— И у вас нет нагана? — в отчаянии спрашиваю Томилина, едва поднявшегося с носилок.
— Ничего нет, надо уходить! Прощайте! — Едва передвигая ногами, придерживаясь за стену, Томилин пошел к выходу.
Краем глаза смотрю ему вслед. Повернуться не могу, резкая боль в ноге появляется даже при движении головой.
Томилину не удалось уйти дальше порога. Через несколько минут его в обморочном состоянии, с белым лицом укладывают опять на носилки.
Подошел главврач больницы хирург Конрад. Он и сам взволнован, но старается успокоить остальных.

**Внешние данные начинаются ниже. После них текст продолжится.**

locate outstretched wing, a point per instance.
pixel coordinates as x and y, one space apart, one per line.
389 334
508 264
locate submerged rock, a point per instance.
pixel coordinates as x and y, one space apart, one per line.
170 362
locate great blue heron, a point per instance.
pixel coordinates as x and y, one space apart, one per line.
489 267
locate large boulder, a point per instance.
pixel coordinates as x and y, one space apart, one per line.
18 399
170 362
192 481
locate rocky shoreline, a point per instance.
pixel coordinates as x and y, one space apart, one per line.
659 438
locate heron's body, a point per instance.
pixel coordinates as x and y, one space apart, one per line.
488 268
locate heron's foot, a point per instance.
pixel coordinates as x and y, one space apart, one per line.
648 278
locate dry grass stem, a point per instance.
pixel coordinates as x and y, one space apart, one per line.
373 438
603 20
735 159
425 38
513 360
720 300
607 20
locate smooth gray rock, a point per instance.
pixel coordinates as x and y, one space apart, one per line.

— В первую мировую войну я лечил и русских, и немцев, и поляков. Не посмеют они тронуть раненых! Я отвечаю за всех!
Его уверенный тон, крупная седая голова с выразительными чертами лица, энергия и искренность речи вселяют надежду.
Томилина и меня перенесли в палату на освободившиеся койки. Первая забота. — куда спрятать документы? Как бы чувствуя, что волнует больных, в палату вошла медсестра. Поправила постель, спросила, не нужно ли чего. Старается, улыбаться, но глаза влажны от слез. Зовут ее Ксеня. Она работает здесь год, после окончания Могилевской фельдшерско-акушерской школы. Мы с политруком переглянулись: «Своя, много расспрашивать нечего...»
— Спрячь или уничтожь! — говорит Томилин, отдавая ей свой партбилет и мои документы. Вместе с комсомольским билетом отдал и диплом.
Час спустя Ксеня вошла в палату и, виновато улыбаясь, протянула мне синюю книжку диплома.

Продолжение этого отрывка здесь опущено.